Imperfect Parents: Pastor Dave’s eNote
Categories: Pastor Dave's eNote
“Train up a child in the way he should go,
and when he is old he will not depart from it.”
Here is the not so good news: God never promised you perfect parents. Here is the good news: God never promised your children perfect parents either. We are imperfect people and if we are parents, then we are imperfect parents. Tim Elmore, in a recent article identifies three mistakes we tend to make as parents. He states that we risk too little, rescue too early, and rave too easily. Guilty as charged.
When I was nine, eight, or even seven years of age, I would ride my bicycle through the city over Grand Island Bridge or down to Isle View Park, where I would sit along the Niagara River. Those of you, who have been to Honduras with us, have seen your share of machete wielding five year olds. In some cases the knife was longer than the kid! Yet in our culture, we don’t even let our kids stand at the bus stop by themselves. We insulate them from anything remotely risky. I have even seen kids at the mall tethered to their parents!
We rescue too early. Again, I am guilty as charged. How many times did I fill out applications, help too much with papers and projects, and even help them find jobs?My answer to this question is – too many times. I have huge regrets. We want our kids to be happy and we think that there is a correlation between ease of life and happiness in life. Elmore in the article tells the story of a college student who got a “C” on one of her papers. She called her mom and then handed the phone to her professor! I have talked with college professors from time to time and this happens all the time!
We rave too easily. I am partially guilty as charged. Of course, when Rachael and I were raising our kids there was no Twitter, no Facebook, and no social media. If our kids did something noteworthy, I could risk bragging among friends, but that was not always welcome. The other day, I was on Facebook and a parent had posted 16 photos of her child eating cereal. Apparently eating cheerios without getting any food on the table is a major accomplishment for a five year old. We’re out of control with this! In the real world taking calculated risks, working hard and achieving success is the MINIMUM expectation in life. If your 25 year old closes a sale, no one is posting the signed deal on Facebook. We know this and yet Elmore is right. We are too protective, too guarded, and a little too celebratory.
We’re imperfect parents wanting what’s best, but not knowing how to get there. The writer of Proverbs instructs us to “train up a child.” That is easier said than done! The truth is, we make mistakes, and we wish we could do things over.

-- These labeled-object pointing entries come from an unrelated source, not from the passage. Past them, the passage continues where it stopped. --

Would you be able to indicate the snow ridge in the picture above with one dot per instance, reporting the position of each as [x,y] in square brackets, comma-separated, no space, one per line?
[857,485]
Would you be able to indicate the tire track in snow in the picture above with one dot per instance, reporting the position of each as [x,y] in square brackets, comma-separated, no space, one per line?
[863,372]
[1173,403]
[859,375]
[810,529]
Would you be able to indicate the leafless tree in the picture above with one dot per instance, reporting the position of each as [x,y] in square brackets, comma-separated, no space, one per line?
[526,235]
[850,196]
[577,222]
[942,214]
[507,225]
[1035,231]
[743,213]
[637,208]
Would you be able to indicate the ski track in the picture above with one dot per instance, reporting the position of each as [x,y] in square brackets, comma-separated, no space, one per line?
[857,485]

Last Sunday in worship, I spoke a special word to fathers. This week, I want to share what God has put on my heart for imperfect parents like you and me. The great news is there is hope. God uses our imperfections for His glory. Our children were HIS children before they were entrusted to us. He has a plan, so come and experience the great grace that is ours in Jesus Christ. Let’s explore together a strategy for imperfect parents. I’ll see you Sunday, where a miracle in your life is just one word away.